We now have a map showing population density for the divisions of Kenya in 2019. It is clear from this map that the areas with the highest population density are in a band from northeast to southwest in the eastern part of the country, while nearly all of the western half of the country has very low population densities.

Screenshot of a QGIS map of Kenya displaying the 2019 population density by division. Darker blues indicate higher population density.

Joining microdata sample tabulations to IPUMS International shapefiles

IHGIS data tabulated from IPUMS International microdata samples can be joined to boundary files available from the IPUMS International GIS Boundary Files page. IHGIS data files with "g1" or "g2" in the file name correspond to IPUMS International year-specific boundaries. IHGIS data files with "ga" or "gb" in the file name correspond to IPUMS International harmonized boundaries.

Due to differences in naming and coding conventions, IPUMS International shapefiles do not include GISJOIN fields that can be used directly to join to IHGIS data tables. You can, however, construct fields that can be used to join data tables to boundaries based on available information.

Joining g1 Tables to Year-specific Boundaries

Create a new field in the shapefile attribute table that concatenates the 2-character country code with the IPUMyyyy (where yyyy is the year) field in the shapefile. For example, for the Austria 1991 dataset, the formula for the new field in QGIS is, concat​('AT',"IPUM1991"). The data table can then be joined based on GISJOIN in the data table and the new field in the shapefile.

Joining g2 Tables to Year-specific Boundaries

There is some inconsistency among datasets for g2 coding conventions. One of the following methods should work.

Method 1: Create a new field in the IHGIS data table that consists of the last 6 digits in the GISJOIN code. Be sure the new field is created as a text field to retain any leading zeroes. For example, for the Austria 1991 dataset, the formula for the new field in QGIS is, right​("GISJOIN", 6). This new field can then be joined to the IPUMyyyy field in the shapefile.

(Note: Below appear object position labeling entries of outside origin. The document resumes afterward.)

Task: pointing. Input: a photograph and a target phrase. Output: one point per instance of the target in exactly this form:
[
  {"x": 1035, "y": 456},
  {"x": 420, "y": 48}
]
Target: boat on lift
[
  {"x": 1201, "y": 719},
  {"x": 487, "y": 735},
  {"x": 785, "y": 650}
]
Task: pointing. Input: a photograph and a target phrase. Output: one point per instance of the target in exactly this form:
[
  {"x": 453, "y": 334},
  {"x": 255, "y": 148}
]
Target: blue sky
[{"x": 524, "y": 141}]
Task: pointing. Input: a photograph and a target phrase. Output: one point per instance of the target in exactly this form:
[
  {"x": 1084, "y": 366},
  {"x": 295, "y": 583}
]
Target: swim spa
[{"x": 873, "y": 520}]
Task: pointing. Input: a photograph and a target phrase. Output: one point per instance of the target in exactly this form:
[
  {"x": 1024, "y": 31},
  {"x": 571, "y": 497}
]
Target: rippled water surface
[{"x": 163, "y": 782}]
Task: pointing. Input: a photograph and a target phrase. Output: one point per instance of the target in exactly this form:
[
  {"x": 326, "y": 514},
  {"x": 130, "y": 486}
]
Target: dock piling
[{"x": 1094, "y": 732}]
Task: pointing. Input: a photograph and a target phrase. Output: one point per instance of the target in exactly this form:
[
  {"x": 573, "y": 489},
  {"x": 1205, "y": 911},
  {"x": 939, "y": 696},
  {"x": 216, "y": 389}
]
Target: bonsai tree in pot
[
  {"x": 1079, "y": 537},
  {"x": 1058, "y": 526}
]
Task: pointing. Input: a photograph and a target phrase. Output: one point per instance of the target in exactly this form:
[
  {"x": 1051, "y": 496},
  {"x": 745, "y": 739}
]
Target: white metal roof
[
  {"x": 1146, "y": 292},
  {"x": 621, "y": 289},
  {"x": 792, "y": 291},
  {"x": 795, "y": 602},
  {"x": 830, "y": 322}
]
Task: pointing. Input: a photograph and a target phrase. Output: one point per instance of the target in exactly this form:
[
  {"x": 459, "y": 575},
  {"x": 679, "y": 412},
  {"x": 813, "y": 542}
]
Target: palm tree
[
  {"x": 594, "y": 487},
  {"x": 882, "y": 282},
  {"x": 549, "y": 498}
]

Method 2: Create a new field in the shapefile attribute table that concatenates the 2-character country code, the PARENT field, and the field containing level-specific unit codes. (This final field will have a name based on the name of the geographic level, e.g., for Benin, the g2 level is communes and the name of the field is like COMN1992.) For example, for the Benin 1992 dataset, the formula for the new field in QGIS is, concat​('BJ',"PARENT","COMN1992"). This new field can then be joined to the GISJOIN field in the IHGIS data file.

Joining ga or gb Tables to Harmonized Boundaries

Create a new field in the shapefile attribute table that concatenates the 2-character country code with the GEOLEVEL<1/2> field in the shapefile. For example, for the Benin 1992 harmonized 2nd level, the formula in QGIS is, concat​('BJ', "GEOLEVEL2"). The new field can then be joined to the GISJOIN field in the data table.

Note that the tabulated data in IHGIS are based on IPUMS International data as as of September 2018. In some cases, the IHGIS data tables may not align with the current shapefiles. If you encounter such a case, please let us know by emailing [email protected].